Mme Poulet : Alors, pour vous, même si c'est une maladie dégénérative...

M. Oliva (Vincent) : ...peut-être meurtrière, Me Rouillard, avait un petit point à ajouter.

Mme Poulet : Ah! désolée.

Mme Rouillard (Marie) : En fait, je voulais juste ajouter que ça s'inscrivait également dans tout l'aspect du consentement éclairé du patient. C'est-à-dire que de prendre le temps de réfléchir à la condition que le patient vient de subir, ça fait juste en sorte que le moment venu, où est-ce qu'il va avoir peut-être à se poser la question si l'aide médicale à mourir pourrait être une option, son consentement va être plus éclairé. Donc, c'est dans cet aspect-là qu'on amenait aussi qu'un certain délai devait être accordé. Et ça peut s'inscrire aussi dans toute la réflexion sur la notion de la définition d'un handicap. Donc, dans les guides de pratique, par exemple, qui pourraient être adoptés.

Mme Poulet : Alors, même dans une maladie dégénérative, vous, vous proposez un délai. Et ce délai-là, vous le chiffrez de quelle façon? Pendant combien de temps? Quel serait le délai pour vous?

M. Evoy (François) : Vous parlez d'une situation comme d'une maladie neurodégénérative, là, c'est un peu différent de l'exemple que je vous ai donné. Je donne l'exemple d'un patient, bon, qui a...

M. Evoy (François) : ...une condition qui est relativement stable, par exemple une maladie comme la sclérose en plaques qui serait sévère avec un handicap neuromoteur très important, mais qui n'a pas la condition... que ce n'est pas quelqu'un qui a une mort imminente, donc qui n'a pas une mort prévue dans la prochaine année ou même qui n'a pas de risque de mortalité. Bien, évidemment, à travers le cheminement d'une demande d'aide médicale à mourir, on se rend compte, pour avoir accompagné des patients, qu'il y a des gens qui réfléchissent, puis même ceux qui le voudraient à court terme, qui ont des... qui ont une espérance de vie qui est de moins d'un an, il y a des gens qui reculent, hein, tout simplement parce qu'ils réfléchissent, puis, une fois qu'on a commencé à faire les démarches, on parle à nos proches, on parle aux gens autour de nous, et puis notre vision des choses peut changer. Donc, c'est de laisser cette possibilité-là.
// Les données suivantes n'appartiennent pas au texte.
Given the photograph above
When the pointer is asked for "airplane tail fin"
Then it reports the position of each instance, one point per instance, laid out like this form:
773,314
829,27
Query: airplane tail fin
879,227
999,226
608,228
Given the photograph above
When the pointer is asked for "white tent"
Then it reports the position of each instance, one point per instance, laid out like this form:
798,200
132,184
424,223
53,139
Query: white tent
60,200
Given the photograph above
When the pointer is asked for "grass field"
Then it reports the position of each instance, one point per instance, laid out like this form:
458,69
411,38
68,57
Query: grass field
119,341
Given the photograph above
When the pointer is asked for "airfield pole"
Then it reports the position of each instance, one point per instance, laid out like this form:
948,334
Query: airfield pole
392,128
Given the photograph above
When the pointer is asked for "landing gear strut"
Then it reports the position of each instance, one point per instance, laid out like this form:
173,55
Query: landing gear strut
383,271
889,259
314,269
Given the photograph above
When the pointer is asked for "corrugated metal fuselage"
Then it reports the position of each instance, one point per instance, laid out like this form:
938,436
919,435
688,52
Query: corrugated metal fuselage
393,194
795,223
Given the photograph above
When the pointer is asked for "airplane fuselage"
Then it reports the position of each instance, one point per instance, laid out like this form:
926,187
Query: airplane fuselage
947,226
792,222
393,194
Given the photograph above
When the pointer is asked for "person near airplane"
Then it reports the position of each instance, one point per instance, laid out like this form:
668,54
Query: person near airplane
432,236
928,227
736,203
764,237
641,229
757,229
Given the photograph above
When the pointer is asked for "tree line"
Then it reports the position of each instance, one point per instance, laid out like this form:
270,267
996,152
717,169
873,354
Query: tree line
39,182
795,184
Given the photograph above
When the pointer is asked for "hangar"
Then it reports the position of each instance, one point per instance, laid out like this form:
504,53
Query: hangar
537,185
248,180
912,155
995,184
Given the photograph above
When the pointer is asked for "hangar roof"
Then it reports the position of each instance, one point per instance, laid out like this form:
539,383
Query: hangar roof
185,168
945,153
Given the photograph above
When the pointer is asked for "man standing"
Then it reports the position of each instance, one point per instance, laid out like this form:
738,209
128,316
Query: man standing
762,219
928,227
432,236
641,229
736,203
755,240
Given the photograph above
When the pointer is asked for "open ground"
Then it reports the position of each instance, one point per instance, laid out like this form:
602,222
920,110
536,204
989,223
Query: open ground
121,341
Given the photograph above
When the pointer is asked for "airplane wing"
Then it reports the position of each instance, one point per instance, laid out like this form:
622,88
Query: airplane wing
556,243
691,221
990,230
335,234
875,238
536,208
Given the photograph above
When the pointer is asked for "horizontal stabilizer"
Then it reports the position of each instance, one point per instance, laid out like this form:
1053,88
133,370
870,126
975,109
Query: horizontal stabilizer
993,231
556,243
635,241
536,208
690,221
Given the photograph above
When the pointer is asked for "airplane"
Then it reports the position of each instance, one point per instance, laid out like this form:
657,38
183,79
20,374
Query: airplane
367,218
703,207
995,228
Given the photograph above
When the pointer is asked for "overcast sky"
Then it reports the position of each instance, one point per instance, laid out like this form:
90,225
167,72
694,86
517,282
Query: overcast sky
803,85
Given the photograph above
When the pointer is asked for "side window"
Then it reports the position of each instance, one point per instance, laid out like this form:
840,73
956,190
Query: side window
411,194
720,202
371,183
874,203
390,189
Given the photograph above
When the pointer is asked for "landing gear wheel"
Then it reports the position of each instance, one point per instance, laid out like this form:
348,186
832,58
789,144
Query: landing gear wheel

Bon, le délai, je pense qu'il va falloir en discuter, là, mais ce qui est... le 30 jours actuel minimum m'apparaît quelque chose de tout à fait raisonnable, mais ça pourrait être discutable, évidemment, oui.

Mme Poulet : Merci.

La Présidente (Mme Lecours, Les Plaines) : Merci beaucoup. Alors, si j'ai... Oui, une autre question?

Mme Guillemette : ...

La Présidente (Mme Lecours, Les Plaines) : Oui, il reste encore deux minutes pour la députée de Roberval. La parole est à vous.

Mme Guillemette : Merci. Merci d'être avec nous cet après-midi. Moi, j'aimerais vous entendre sur votre recommandation 7, celle du refus. Vous nous dites qu'il faudrait préciser davantage la notion de refus. Qu'est-ce qui vous rendrait à l'aise pour ce niveau-là au soin du refus... au niveau du refus? Et il y a le refus catégorique, là, également. Qu'est-ce qui vous rendrait à l'aise?

M. Oliva (Vincent) : Bon, alors, ça, ça a été écrit dans la perspective où, par exemple, un patient fait une demande anticipée et dit : Moi, mettons, quand je vais arriver à un tel état, bien, je vais vouloir l'aide médicale à mourir, mais il l'écrit dans un état a puis il chemine vers un état b, mais, rendu à l'état b, O.K., il développe une démence, par exemple, et il y a des manifestations, comme par exemple de l'agitation, O.K.? Est-ce que l'agitation... le patient ayant de la difficulté à s'exprimer, est-ce que l'agitation est un refus ou l'agitation est une manifestation de sa démence? Alors, vous voyez que, dans ces situations-là, il pourrait y avoir un grand malaise. Ça fait que ça, c'est un exemple qui illustre cette recommandation-là.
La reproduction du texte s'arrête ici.